At least by early 20th century standards, this would be an act of war. Increasingly, however, US military policy has been to engage in aggressive operations on an ad hoc basis. Following World War II, the US began developing special forces in the various branches of the military independent of each other. These were all consolidated under the Reagan administration in 1987 under SOCOM in response to the failure of Operation Eagle Claw to rescue the hostages in the Iran Hostage Crisis.
Reagan had especially made it a habit of using special forces to exact US foreign policy goals, sending them into Grenada, Nicaragua, and El Salvador. In addition to special forces operations, Reagan oversaw numerous one-time military operations designed to send a message to the adversary of the moment. This policy was continued by successive presidents, both Republican and Democrat.
This act is certainly the most extreme form of these discretionary strikes. As far as I'm aware, no publicly announced US military operation has taken out the military commanders of a foreign country. If, as I suspect, this act does not result in a formal declaration of war, it will confirm that we are in a post-war age.

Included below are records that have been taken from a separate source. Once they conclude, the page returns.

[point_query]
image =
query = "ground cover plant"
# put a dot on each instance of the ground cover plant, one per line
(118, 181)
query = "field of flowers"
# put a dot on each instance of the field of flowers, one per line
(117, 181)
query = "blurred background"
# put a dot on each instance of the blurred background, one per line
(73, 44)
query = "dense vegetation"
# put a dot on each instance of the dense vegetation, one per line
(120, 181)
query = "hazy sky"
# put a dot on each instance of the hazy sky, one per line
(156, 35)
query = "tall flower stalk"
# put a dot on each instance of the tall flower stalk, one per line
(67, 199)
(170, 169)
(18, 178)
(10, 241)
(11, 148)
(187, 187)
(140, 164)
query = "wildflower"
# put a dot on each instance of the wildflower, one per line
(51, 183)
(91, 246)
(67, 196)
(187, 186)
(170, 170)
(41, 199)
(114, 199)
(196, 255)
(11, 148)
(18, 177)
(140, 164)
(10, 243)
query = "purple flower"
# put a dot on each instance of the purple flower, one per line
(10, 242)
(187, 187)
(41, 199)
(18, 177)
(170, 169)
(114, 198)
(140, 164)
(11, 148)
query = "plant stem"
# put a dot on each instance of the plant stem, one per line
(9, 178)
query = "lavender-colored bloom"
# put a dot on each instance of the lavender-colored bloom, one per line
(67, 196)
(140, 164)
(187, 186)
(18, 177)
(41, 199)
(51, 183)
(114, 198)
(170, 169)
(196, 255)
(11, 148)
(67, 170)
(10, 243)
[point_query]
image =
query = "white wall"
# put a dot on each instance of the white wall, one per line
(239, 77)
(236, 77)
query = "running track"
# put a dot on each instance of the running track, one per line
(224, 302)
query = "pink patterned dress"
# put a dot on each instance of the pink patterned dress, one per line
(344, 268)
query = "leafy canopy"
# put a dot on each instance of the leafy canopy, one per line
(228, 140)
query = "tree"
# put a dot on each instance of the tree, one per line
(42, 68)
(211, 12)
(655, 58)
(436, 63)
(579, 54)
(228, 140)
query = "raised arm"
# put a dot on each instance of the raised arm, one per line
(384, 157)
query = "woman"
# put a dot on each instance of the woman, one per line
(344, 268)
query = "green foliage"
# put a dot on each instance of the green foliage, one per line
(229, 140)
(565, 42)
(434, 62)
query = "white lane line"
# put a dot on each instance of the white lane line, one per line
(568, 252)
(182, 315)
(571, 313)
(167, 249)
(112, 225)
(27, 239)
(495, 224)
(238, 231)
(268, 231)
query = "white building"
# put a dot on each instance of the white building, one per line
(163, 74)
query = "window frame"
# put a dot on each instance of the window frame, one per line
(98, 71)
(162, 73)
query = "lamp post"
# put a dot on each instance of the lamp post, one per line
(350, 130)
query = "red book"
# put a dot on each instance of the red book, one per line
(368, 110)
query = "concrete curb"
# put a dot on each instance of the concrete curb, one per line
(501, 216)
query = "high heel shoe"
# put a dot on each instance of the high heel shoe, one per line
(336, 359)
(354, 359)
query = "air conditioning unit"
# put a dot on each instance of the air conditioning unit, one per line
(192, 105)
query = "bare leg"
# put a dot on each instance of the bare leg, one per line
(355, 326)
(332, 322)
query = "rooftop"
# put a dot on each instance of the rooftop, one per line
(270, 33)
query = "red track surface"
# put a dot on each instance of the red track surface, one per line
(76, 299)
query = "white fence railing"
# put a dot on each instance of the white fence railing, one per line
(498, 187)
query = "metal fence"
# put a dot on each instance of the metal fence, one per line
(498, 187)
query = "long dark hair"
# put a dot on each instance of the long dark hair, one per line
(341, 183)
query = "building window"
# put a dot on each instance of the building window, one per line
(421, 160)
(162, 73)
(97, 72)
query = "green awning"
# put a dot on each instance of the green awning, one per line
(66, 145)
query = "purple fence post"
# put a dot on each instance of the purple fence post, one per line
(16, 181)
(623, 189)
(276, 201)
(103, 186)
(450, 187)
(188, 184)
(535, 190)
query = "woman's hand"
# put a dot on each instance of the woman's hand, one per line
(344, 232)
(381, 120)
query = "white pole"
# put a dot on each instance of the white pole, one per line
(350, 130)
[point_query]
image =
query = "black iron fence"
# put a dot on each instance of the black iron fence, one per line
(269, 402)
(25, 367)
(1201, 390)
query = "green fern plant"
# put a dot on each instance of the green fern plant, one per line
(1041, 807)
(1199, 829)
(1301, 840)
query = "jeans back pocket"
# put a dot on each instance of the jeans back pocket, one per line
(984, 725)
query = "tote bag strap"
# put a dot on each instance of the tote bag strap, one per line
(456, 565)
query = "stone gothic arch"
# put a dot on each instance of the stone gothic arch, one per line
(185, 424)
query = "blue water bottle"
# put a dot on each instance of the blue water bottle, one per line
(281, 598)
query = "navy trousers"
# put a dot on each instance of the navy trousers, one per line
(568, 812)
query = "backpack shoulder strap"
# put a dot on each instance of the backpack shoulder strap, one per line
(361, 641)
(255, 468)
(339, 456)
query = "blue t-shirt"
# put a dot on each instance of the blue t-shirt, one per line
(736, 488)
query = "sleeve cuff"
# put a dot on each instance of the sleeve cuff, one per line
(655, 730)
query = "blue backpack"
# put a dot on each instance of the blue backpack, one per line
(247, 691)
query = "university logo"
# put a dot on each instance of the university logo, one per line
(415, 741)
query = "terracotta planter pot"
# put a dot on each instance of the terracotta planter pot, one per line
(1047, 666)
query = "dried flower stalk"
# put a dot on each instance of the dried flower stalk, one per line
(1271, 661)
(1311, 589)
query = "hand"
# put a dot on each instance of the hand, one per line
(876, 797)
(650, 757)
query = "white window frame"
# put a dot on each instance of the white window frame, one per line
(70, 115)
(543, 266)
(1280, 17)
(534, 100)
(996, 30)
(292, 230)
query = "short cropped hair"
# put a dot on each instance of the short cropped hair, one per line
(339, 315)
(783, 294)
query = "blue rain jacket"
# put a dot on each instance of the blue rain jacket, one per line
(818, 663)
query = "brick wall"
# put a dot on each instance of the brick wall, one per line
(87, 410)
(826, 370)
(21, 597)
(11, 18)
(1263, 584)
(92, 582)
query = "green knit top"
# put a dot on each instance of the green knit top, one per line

And it makes sense for Iran to play along, too. Wars are extremely costly and unpopular and put military command under the purview of the legislature and international laws of war. Discretionary strikes, on the other hand, require no oversight and are easier to build a compelling narrative around. Further, they require no commitment to further military strikes, nor a clearly stated strategic vision for victory.
Expect military actions to become more common as a tool of foreign policy. Expect an escalating state of ostensible war without any formal declaration. A war that never starts can never end. War is dead.